S. Cooper, A. C.H. Skelton, A. Owen, D. Densley-Tingley, J. M. Allwood

Combines interviews, multi-regional input output modelling and literature reviews to estimate the short term supply chain impact of using material more efficiently. The paper applies this multi-method approach to car sharing and re-using steel sections in the UK and finds that these two strategies would not adversely affect UK employment.

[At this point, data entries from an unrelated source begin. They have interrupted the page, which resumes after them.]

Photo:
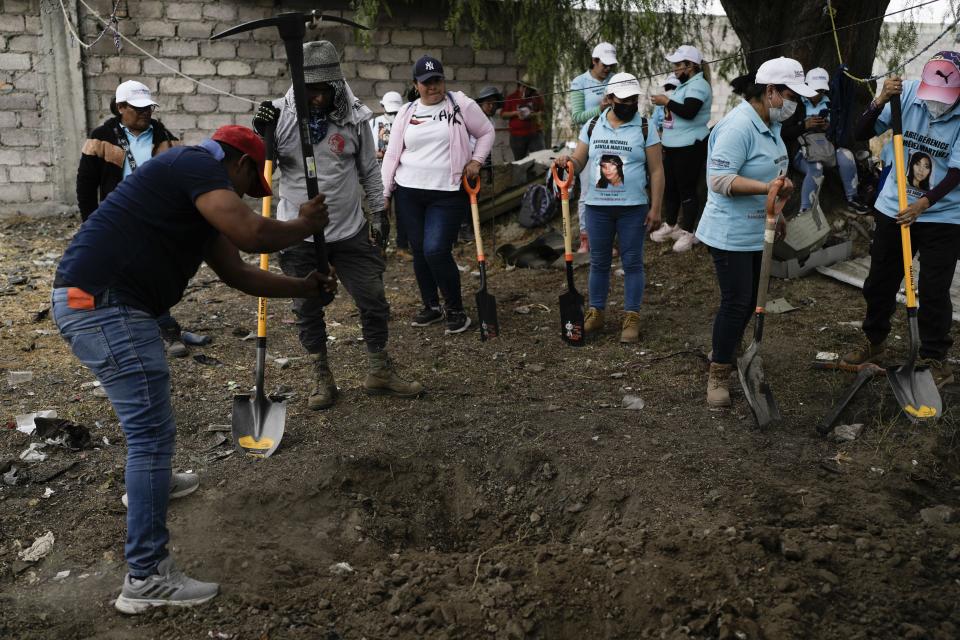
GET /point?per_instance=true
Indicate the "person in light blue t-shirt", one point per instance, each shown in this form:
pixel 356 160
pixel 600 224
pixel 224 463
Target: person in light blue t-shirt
pixel 931 140
pixel 684 146
pixel 746 157
pixel 588 97
pixel 614 157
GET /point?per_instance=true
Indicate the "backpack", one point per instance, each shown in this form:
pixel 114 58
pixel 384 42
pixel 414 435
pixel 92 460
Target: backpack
pixel 538 205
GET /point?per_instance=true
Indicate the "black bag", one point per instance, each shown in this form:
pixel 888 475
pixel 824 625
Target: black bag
pixel 538 206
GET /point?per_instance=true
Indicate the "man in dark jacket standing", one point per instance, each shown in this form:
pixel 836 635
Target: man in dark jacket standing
pixel 115 150
pixel 129 263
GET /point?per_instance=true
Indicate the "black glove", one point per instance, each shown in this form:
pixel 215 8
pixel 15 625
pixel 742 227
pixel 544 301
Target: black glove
pixel 266 117
pixel 380 229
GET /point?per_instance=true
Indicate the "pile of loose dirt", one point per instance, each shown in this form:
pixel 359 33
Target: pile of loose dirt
pixel 516 499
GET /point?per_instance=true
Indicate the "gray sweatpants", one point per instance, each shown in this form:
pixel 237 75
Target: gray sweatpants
pixel 360 270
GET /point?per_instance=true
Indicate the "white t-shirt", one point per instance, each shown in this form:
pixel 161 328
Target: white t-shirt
pixel 425 161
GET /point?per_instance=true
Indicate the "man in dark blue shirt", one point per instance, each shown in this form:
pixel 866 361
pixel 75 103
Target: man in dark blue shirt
pixel 130 262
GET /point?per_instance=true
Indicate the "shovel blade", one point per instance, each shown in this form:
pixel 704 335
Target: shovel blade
pixel 758 393
pixel 571 318
pixel 257 424
pixel 487 311
pixel 916 392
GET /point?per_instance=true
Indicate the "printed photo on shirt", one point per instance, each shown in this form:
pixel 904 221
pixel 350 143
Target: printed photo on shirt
pixel 611 172
pixel 383 135
pixel 919 172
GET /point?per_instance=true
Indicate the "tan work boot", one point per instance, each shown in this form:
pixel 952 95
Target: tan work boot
pixel 630 331
pixel 941 370
pixel 383 380
pixel 718 385
pixel 593 321
pixel 324 392
pixel 867 352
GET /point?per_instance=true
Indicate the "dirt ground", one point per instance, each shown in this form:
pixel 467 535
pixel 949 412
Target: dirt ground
pixel 516 499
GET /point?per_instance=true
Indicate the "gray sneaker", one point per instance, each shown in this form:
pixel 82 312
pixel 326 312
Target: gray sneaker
pixel 168 587
pixel 181 484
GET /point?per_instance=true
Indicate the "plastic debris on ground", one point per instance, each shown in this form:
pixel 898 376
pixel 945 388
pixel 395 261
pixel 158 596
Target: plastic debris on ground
pixel 33 453
pixel 39 549
pixel 847 432
pixel 194 339
pixel 26 423
pixel 63 433
pixel 19 377
pixel 341 569
pixel 14 473
pixel 780 305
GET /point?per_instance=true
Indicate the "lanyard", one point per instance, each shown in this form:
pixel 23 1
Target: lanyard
pixel 125 145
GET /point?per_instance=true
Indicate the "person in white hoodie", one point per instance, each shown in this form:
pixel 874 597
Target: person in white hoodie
pixel 345 152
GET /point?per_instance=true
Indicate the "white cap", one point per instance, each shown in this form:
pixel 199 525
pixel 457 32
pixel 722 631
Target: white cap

Material efficiency, reducing the amount of new material inputs per given level of service or output, can improve both the resource efficiency of an economy and reduce demand for energy and GHG emissions intensive materials. It requires a change in the way materials, components and final products are used along the supply chain with associated impacts on employment. Domestic policy support for material efficiency can be hindered by concerns that reducing demand for new materials will impact on employment. A multi-method approach for evaluating the employment impacts of material efficiency strategies across different products and regions is presented. It is applied to two case studies that could reduce demand for new steel in the UK: car clubs and re-using steel sections. Industry interviews supplemented by a literature review reveal how sector labour intensity, product prices and sales volumes might change along the mobility and construction supply chains in the short-term as a consequence of introducing these strategies. A static multi-regional input-output model is used to estimate the immediate direct and indirect supply chain employment impacts of increasing the material efficiency of steel use in the UK. The principal finding of this paper, based on industry expectations of feasible rates of deployment, is that the initial, immediate consequences of these actions would not adversely affect employment prospects in the UK. This is partly because car clubs can stimulate demand for new vehicles and deconstructing rather than demolishing buildings is labour intensive, substituting domestic labour for imported steel. These initial findings should motivate further research on the opportunities for material efficiency.